Bavaria, Germany – Sixty-five years since it became illegal to display one the size of a thumb, a gigantic swastika has been discovered in a cornfield in Germany.
Subscribe to our Daily Roundup Email
Authorities fear neo-Nazis trampled the crop in a field in Assling, Bavaria, to create the enormous symbol adopted by Adolf Hitler and his followers.
Although only visible from the air the swastika – the size of a tennis court – is proving embarrassing to local authorities.
It was reported at the weekend by a photographer who glanced out the window while flying over the field in a light aircraft.
The swastika is so perfectly aligned that authorities believe they are dealing with hard-core neo-Nazis, rather than drunken yobs.

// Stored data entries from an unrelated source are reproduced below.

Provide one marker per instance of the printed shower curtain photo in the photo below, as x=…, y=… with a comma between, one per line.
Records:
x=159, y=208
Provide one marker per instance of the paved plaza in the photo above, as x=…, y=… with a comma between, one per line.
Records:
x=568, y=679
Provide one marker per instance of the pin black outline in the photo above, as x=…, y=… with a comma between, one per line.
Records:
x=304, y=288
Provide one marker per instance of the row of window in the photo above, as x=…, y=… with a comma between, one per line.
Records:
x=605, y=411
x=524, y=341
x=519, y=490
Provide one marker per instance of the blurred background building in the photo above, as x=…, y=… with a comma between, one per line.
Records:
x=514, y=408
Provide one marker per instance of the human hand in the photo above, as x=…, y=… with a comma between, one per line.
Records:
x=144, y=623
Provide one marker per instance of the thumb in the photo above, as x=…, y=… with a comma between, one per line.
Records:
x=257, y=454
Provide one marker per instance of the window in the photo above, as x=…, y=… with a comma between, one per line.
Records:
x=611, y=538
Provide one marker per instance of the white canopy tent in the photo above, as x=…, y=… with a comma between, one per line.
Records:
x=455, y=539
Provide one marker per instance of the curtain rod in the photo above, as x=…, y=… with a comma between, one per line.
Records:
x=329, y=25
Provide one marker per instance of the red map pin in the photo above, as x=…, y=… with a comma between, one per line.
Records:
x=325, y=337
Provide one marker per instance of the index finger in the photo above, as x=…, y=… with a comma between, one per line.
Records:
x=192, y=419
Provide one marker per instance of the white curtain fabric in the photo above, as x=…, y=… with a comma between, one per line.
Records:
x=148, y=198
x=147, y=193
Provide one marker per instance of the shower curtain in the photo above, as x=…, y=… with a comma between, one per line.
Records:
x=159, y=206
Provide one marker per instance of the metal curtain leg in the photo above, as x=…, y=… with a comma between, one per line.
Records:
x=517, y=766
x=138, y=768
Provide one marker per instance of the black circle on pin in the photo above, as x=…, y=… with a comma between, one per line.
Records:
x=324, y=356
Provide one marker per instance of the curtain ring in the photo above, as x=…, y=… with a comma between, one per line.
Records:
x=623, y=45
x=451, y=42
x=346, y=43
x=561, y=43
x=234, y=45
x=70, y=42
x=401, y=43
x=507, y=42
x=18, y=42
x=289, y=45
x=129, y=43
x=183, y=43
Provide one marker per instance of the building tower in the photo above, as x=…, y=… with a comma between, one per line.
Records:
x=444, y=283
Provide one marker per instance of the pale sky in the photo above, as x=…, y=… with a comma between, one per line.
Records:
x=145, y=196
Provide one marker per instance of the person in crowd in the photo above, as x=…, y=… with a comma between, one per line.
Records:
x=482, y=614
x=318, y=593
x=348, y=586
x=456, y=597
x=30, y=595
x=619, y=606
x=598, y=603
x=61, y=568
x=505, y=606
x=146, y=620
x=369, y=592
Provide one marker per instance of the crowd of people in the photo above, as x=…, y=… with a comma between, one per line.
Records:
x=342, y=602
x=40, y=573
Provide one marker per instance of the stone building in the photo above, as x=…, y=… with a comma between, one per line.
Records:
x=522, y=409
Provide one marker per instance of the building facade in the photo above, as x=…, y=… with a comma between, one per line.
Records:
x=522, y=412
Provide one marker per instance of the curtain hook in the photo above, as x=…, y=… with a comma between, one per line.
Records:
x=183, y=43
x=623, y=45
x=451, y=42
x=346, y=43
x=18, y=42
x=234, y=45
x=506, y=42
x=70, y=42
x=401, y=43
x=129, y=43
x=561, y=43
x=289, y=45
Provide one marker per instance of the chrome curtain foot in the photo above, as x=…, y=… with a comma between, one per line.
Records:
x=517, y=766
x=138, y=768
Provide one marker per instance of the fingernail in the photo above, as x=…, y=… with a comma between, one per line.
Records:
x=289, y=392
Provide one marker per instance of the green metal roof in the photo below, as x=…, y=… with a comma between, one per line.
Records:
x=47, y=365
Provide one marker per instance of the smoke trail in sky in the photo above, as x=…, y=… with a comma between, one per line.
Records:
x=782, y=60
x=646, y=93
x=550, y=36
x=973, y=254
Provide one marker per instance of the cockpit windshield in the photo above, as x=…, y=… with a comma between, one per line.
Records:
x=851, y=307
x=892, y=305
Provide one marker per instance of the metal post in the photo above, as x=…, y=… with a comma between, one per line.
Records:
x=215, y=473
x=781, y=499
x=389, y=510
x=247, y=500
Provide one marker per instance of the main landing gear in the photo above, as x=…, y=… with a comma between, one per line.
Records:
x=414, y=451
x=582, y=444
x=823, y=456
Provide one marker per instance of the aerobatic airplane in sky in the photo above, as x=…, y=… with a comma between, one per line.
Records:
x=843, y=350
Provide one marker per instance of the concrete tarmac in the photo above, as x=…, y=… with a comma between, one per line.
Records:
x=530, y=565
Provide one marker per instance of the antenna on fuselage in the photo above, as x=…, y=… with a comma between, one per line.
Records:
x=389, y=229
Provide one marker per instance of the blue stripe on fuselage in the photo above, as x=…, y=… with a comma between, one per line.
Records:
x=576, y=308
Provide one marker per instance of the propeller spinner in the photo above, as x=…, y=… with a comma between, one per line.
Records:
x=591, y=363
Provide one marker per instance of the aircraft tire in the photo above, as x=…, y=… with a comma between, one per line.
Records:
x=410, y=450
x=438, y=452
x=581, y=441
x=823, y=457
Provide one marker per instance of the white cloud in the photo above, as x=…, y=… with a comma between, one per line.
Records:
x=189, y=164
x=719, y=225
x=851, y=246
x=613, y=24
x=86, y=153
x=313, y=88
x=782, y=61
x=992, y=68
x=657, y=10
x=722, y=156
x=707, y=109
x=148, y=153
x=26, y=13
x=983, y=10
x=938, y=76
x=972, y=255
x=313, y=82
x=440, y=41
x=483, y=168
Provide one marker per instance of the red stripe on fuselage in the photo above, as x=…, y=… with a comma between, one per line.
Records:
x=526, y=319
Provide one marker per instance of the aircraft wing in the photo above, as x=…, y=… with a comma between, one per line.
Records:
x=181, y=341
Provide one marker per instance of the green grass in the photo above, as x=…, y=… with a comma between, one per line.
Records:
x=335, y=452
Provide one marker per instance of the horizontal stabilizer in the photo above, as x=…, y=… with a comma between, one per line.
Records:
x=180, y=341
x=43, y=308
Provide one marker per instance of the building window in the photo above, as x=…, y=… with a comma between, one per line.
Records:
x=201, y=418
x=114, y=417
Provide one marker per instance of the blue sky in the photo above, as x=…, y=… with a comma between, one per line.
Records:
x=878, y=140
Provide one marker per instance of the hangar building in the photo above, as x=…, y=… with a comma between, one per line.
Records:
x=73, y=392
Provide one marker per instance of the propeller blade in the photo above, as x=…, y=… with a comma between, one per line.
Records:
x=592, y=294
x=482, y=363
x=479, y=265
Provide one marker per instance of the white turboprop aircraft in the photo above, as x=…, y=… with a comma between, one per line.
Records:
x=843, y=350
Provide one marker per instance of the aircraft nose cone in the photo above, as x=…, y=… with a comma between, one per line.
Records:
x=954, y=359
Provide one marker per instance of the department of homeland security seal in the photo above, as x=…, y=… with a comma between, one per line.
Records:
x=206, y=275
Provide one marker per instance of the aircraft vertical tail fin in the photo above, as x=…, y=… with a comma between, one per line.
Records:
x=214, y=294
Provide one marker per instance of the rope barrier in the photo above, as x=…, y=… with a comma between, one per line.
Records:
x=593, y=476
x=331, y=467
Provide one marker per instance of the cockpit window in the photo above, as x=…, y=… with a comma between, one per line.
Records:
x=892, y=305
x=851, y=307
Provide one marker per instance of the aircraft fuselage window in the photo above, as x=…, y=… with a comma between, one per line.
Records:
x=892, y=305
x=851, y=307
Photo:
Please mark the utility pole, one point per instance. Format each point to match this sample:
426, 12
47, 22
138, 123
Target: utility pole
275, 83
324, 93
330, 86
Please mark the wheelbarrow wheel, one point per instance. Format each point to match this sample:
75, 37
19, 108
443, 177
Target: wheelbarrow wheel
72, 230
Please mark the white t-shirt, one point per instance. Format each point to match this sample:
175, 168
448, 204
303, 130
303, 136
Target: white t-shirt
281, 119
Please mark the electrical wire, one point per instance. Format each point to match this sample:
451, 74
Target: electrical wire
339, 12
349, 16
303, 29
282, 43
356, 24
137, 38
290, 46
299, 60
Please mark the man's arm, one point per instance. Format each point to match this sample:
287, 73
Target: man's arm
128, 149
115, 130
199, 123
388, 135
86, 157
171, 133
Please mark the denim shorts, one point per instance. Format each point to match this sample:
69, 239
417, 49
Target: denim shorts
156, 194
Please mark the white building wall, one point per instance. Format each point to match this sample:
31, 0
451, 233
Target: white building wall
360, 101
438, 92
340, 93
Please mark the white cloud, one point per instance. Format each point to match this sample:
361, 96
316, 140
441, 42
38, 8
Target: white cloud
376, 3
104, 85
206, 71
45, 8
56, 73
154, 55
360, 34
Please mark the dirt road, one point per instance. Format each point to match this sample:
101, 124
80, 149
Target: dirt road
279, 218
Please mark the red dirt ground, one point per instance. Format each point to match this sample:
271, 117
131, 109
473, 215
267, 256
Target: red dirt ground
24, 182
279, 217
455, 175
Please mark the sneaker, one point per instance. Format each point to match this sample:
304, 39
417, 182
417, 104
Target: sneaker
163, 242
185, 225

Police inspector Gerhard Karl said: ‘We never had something of this dimension.’
Displaying the swastika and other emblems of the Nazis is an offence in Germany that carries up to three years in jail.
Six years ago in Assling police smashed a right-wing group who met in a caravan bedecked with Nazi paraphernalia.
More recently hate-mail has been directed at the chairman of an association which helps refugees and asylum seekers.
In 2000, German authorities chopped down dozens of russet-coloured larch trees that had been planted to form a giant swastika in a forest of evergreen pines.
Berlin ordered in the chainsaws after numerous complaints that the trees were an ‘affront’ to modern democratic Germany. They had been planted in 1938 and, like the cornfield swastika, could only be seen from the air.
So not all the crop-circle aliens are peaceful and friendly. Who would have thought?
🙂
The swastika in a forest of evergreen pines is called the “Swastika forest”.
Wow. That’s just qiute comforting knowing that hate still exists. When will humanity be human?
And what about our swastika army building here in the USA which we are planning to do nothing about??? Give them a choice of 3 years of jail or pull down the building like the Germans chopped down the trees. Its an insult to the millions who were killed and survivors to leave that building standing.